Backpropagation calculates the gradient of the loss function with respect to each weight in the neural network. It does this by:
1. **Forward Pass:** The network makes predictions, and the loss is computed.
2. **Backward Pass (Backpropagation):** The gradient of the loss w.r.t. each parameter is computed by following the chain rule along the computation graph.

### Key Concepts:
- **Chain Rule:** The chain rule is used to compute the derivative of a composite function. If a variable $ z $ depends on $ y $, and $ y $ depends on $ x $, then:
  
  $$
  \frac{dz}{dx} = \frac{dz}{dy} \cdot \frac{dy}{dx}
  $$

- **Computation Graph:** Backpropagation operates on a computation graph where:
  - Each node represents an operation or variable.
  - Arrows represent data dependencies.
  
  During backpropagation, the gradient flows backward through the edges, from the loss to each parameter.

---

### Detailed Example of Backpropagation with a Simple Neural Network

Let’s consider a simple network with one input $ x $, one weight $ w $, and an output $ y $:

$$
y = w \cdot x
$$
$$
L = \frac{1}{2} (y - t)^2
$$

Where $ t $ is the target value and $ L $ is the loss function.

#### Forward Pass:
1. Compute the output: 
   
   $$
   y = w \cdot x
   $$
2. Compute the loss:
   
   $$
   L = \frac{1}{2} (y - t)^2
   $$

#### Backward Pass (Backpropagation):
We want to compute the gradient of the loss $ L $ w.r.t the weight $ w $, i.e., $ \frac{dL}{dw} $.

Using the chain rule:
1. Compute $ \frac{dL}{dy} $:
   
   $$
   \frac{dL}{dy} = (y - t)
   $$
2. Compute $ \frac{dy}{dw} $:
   
   $$
   \frac{dy}{dw} = x
   $$
3. Combine using the chain rule:
   
   $$
   \frac{dL}{dw} = \frac{dL}{dy} \cdot \frac{dy}{dw} = (y - t) \cdot x
   $$

This is the gradient that backpropagation computes and uses to update the weight $ w $ during training.

---

### Computation Graph for Backpropagation

Let's build the computation graph for the above example:

1. $ z1 = w \cdot x $ (Multiplication)
2. $ z2 = z1 - t $ (Subtraction)
3. $ L = \frac{1}{2} z2^2 $ (Squared error)
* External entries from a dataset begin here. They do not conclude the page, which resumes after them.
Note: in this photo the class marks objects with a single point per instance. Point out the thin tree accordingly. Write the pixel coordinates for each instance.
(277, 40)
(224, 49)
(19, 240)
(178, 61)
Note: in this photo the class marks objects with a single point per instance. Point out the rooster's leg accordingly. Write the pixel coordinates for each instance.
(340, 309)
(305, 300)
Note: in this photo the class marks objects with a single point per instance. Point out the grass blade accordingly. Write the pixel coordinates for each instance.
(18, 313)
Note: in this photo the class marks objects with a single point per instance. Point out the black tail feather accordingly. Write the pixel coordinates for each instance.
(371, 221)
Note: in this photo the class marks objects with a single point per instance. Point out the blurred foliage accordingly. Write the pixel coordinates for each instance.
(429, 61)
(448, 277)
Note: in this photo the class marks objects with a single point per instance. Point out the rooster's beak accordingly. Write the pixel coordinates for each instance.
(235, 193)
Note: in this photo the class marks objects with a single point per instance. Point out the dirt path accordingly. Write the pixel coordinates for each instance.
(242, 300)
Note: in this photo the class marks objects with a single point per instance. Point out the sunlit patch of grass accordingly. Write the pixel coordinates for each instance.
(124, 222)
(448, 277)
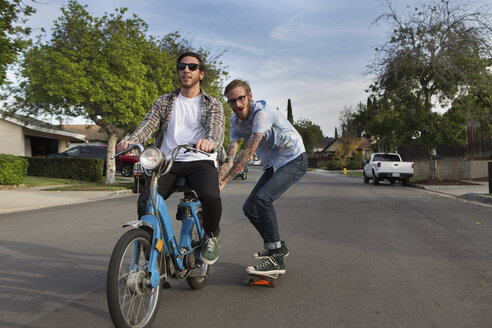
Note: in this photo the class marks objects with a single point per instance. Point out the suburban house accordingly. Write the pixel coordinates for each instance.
(25, 136)
(94, 135)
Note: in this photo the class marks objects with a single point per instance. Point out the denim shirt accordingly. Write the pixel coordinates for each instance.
(281, 142)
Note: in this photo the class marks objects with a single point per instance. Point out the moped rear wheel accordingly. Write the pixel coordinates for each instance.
(132, 301)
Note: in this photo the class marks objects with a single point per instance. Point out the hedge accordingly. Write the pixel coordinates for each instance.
(13, 169)
(66, 168)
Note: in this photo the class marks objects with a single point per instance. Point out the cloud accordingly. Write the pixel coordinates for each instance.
(319, 100)
(288, 30)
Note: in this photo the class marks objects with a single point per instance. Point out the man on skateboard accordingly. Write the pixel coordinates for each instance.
(281, 151)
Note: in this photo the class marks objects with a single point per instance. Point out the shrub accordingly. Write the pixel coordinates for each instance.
(13, 169)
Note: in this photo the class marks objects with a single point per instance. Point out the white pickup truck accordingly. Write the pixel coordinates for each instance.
(387, 166)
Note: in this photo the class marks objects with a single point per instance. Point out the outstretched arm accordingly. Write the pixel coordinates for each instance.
(231, 153)
(243, 159)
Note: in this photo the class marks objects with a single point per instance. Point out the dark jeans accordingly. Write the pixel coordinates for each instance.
(202, 177)
(259, 205)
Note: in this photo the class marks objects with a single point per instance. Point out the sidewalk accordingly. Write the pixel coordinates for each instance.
(477, 192)
(13, 200)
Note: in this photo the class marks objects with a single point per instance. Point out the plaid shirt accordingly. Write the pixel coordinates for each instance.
(211, 116)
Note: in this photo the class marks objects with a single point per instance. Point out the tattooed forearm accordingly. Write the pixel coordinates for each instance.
(226, 167)
(244, 158)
Each node in the graph represents an operation or variable, and we can propagate gradients backward from the loss function to compute the gradients of all inputs.
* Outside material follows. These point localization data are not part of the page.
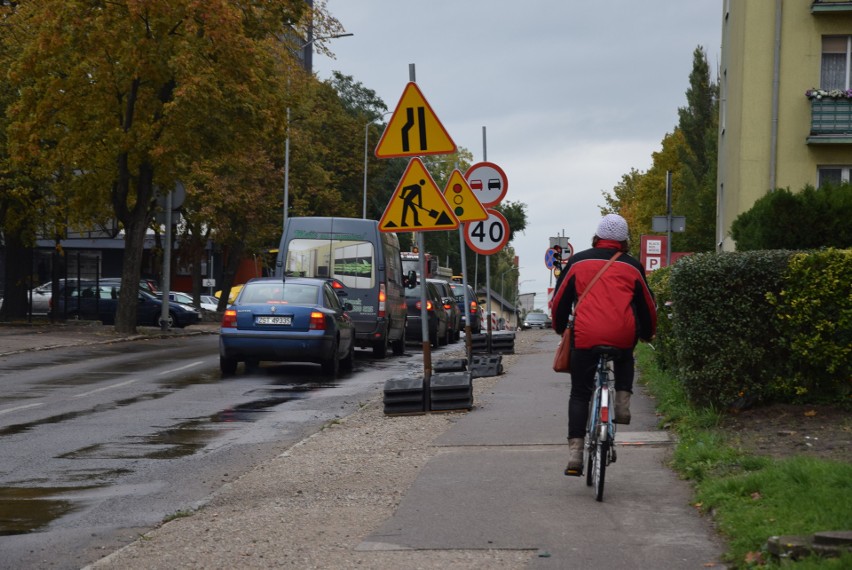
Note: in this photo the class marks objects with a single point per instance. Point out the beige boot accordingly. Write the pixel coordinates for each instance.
(575, 457)
(622, 407)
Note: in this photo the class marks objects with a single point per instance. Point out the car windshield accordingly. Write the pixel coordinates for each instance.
(293, 293)
(352, 261)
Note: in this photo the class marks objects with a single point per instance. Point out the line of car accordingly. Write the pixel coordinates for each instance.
(97, 299)
(306, 319)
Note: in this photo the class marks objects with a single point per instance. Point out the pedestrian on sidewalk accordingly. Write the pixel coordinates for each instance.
(617, 311)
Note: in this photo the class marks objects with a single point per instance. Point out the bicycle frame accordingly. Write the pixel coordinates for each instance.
(599, 448)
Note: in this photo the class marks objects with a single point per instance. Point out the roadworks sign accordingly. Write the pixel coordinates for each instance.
(417, 204)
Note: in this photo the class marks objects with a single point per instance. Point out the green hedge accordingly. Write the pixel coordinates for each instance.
(815, 312)
(757, 326)
(809, 219)
(726, 350)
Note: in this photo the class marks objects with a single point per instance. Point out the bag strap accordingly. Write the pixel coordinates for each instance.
(596, 277)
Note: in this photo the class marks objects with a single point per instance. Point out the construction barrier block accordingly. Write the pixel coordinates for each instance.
(454, 365)
(503, 342)
(451, 391)
(486, 365)
(479, 342)
(404, 395)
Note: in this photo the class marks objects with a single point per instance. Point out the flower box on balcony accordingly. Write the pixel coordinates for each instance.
(831, 120)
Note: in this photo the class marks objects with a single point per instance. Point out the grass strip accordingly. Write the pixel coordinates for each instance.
(750, 497)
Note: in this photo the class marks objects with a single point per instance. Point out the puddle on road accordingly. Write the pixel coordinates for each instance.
(20, 428)
(28, 509)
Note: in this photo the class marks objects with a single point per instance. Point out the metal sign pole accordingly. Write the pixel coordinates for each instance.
(668, 218)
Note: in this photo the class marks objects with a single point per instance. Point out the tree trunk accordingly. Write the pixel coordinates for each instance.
(229, 271)
(19, 263)
(135, 222)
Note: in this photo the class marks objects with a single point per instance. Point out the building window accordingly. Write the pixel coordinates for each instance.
(833, 175)
(836, 62)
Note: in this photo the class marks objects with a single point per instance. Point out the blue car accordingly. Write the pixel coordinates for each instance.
(294, 319)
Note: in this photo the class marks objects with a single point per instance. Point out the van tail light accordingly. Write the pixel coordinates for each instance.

### Example in PyTorch: Backpropagation

Let’s implement the above example using PyTorch's autograd:

**Explanation:**
1. We define a scalar $ x $, weight $ w $, and target $ t $.
2. We compute the output $ y = w \cdot x $ and the loss $ L = \frac{1}{2}(y - t)^2 $.
3. Using `loss.backward()`, PyTorch computes the gradient of the loss w.r.t. $ w $ via backpropagation. The result is stored in `w.grad`.


In [9]:
import torch

# Initialize input, weight, and target
x = torch.tensor(2.0, requires_grad=False)
w = torch.tensor(1.5, requires_grad=True)
t = torch.tensor(5.0, requires_grad=False)

# Forward pass: Compute output and loss
y = w * x
loss = 0.5 * (y - t)**2

# Backward pass: Compute gradients
loss.backward()

# Output the gradient of the loss w.r.t. w
print(f"Gradient of the loss with respect to w: {w.grad}")

Gradient of the loss with respect to w: -4.0